The Correlation Between Cap Rate and IRR

ADAM GOWER: And how does cap rate, again, during a cycle, how does it correlate to IRR, to the Internal Rate of Return?

SPENCER LEVY: Sure. So an Internal Rate of Return is the net present value if the discount rate was zero.

ADAM GOWER: Right.

SPENCER LEVY: So that is what the math of a IRR is, you know.

ADAM GOWER: Right. Which is how everybody speaks, right?

SPENCER LEVY: Right. So that's that's the math of it all. OK. Now that you know the math. The IRR is really, the unlevered IRR is, I think, a much better metric of value than is a cap rate, because a cap rate is very static. It's based upon either one year forward or one year back or stabilised. Right/ I think that the unlevered IRR is a much better metric of value. It is used by most people in the finance field, certainly every lender, every sophisticated investor, because it talks about what is the returns going to be over your hold period, not just year zero.

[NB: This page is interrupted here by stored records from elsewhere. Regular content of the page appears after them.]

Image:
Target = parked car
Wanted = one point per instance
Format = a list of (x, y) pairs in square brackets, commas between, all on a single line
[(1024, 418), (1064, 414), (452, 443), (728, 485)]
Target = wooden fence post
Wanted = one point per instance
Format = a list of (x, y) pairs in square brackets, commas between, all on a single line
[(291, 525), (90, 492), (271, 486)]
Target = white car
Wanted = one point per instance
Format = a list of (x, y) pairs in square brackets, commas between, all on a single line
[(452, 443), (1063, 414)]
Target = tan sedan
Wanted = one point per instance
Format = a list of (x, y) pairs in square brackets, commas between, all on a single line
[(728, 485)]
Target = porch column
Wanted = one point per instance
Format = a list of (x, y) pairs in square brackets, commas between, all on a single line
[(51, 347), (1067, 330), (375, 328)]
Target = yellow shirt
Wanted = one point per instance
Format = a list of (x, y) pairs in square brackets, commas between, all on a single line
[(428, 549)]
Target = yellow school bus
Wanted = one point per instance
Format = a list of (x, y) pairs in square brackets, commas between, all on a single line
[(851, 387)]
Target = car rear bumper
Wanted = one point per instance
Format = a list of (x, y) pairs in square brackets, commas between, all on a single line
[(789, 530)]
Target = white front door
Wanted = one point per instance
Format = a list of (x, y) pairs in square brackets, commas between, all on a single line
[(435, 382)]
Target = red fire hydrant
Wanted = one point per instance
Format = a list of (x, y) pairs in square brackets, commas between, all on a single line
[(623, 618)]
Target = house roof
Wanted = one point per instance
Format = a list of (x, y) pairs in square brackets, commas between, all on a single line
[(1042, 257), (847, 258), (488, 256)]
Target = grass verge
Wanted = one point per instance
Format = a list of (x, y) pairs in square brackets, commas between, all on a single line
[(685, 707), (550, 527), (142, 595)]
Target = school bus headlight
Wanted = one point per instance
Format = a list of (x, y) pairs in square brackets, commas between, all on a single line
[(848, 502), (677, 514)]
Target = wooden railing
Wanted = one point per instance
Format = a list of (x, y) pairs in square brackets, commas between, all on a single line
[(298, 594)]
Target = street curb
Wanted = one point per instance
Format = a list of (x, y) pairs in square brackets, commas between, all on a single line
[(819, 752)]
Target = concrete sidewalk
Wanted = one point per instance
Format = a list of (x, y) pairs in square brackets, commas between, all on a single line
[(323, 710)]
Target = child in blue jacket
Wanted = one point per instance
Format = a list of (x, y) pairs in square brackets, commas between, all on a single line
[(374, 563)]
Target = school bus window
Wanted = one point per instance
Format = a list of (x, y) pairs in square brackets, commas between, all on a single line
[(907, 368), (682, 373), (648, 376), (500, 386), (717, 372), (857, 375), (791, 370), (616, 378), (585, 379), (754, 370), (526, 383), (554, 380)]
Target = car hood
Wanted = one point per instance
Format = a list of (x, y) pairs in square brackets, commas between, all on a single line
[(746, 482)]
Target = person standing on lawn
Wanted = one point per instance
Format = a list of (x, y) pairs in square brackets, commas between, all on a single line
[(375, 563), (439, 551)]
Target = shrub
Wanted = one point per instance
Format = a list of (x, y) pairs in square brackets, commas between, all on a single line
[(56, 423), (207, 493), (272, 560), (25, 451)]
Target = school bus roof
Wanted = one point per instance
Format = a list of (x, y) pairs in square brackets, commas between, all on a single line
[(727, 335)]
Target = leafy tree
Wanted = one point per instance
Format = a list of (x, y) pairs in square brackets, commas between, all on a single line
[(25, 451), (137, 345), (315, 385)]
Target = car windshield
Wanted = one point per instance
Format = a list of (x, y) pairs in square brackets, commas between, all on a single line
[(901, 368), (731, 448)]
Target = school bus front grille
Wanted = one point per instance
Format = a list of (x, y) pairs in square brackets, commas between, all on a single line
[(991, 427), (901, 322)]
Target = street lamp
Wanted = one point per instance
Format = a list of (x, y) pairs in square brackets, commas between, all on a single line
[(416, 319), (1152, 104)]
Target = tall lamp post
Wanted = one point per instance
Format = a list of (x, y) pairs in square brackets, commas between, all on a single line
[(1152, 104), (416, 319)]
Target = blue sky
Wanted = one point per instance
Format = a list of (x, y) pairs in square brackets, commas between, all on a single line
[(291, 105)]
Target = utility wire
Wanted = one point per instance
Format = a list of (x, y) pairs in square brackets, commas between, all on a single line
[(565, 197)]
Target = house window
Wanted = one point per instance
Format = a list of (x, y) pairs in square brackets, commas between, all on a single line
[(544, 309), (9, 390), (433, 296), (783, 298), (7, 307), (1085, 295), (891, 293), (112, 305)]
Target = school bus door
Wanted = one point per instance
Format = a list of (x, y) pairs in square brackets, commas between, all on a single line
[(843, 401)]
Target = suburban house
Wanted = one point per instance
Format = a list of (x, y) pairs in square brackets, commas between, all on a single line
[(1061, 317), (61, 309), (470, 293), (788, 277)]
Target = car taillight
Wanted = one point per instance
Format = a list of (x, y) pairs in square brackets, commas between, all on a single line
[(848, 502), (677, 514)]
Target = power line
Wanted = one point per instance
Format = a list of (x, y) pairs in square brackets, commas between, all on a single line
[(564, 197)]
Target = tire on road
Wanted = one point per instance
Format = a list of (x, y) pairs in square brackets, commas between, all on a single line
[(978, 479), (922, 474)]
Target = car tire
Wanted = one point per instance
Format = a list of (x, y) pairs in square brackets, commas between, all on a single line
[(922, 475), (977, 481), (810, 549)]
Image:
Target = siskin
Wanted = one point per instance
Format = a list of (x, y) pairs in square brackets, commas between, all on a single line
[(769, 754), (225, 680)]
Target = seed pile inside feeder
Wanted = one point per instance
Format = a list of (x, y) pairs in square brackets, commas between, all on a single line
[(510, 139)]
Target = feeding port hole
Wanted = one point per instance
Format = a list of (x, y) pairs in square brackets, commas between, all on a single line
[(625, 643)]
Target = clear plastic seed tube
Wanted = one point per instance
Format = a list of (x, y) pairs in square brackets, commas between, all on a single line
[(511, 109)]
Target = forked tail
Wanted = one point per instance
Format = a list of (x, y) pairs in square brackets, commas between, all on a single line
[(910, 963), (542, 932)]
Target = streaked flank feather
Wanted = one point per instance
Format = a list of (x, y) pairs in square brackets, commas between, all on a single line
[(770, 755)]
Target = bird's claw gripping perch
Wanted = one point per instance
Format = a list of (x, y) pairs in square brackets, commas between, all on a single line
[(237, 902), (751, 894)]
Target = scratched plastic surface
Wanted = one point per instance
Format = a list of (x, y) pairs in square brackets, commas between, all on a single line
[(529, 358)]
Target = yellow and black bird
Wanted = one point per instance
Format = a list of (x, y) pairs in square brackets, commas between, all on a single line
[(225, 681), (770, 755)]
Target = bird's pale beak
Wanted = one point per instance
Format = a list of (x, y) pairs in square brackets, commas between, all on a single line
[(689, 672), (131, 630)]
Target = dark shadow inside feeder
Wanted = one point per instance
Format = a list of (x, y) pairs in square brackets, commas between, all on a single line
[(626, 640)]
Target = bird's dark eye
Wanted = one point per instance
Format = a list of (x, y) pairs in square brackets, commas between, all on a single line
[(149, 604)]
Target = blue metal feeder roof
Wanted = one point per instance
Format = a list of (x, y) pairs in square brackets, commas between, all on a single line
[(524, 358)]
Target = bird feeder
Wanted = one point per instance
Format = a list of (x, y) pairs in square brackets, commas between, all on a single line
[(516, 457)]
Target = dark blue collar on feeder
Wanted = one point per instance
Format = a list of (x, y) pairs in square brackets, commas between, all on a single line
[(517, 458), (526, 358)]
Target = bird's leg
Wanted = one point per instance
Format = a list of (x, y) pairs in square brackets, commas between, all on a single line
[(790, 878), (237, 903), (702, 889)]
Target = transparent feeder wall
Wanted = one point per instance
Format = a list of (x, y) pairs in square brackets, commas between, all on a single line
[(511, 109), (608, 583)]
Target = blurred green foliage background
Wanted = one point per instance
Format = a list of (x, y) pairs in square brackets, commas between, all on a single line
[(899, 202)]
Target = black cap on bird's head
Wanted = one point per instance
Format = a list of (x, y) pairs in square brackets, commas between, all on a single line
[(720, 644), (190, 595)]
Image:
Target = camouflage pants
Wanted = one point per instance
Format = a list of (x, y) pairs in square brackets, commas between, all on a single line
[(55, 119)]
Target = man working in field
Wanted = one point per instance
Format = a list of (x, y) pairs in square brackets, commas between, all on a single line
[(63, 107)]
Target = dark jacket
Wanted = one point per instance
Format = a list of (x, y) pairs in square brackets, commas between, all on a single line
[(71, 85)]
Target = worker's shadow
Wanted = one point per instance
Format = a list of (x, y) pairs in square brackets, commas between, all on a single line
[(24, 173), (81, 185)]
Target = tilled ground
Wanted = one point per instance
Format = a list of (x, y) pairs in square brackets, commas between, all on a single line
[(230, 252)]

ADAM GOWER: Is the unlevered IRR the average cap rate over a period of investment?

SPENCER LEVY: If you were to take the unlevered IRR. I'll say the unlevered IRR were 10. The answer is no. And I'll tell you why it's not, because you also, in a cash flow stream, if you had an infinite cash flow stream, yes, it would be.

But you don't have an infinite cash flow stream. What you have is an exit cap rate. And that exit cap rate has to be calculated based on something. And so you're getting that cash back. So ultimately, they're not exactly the same. They're similar, but not exactly the same.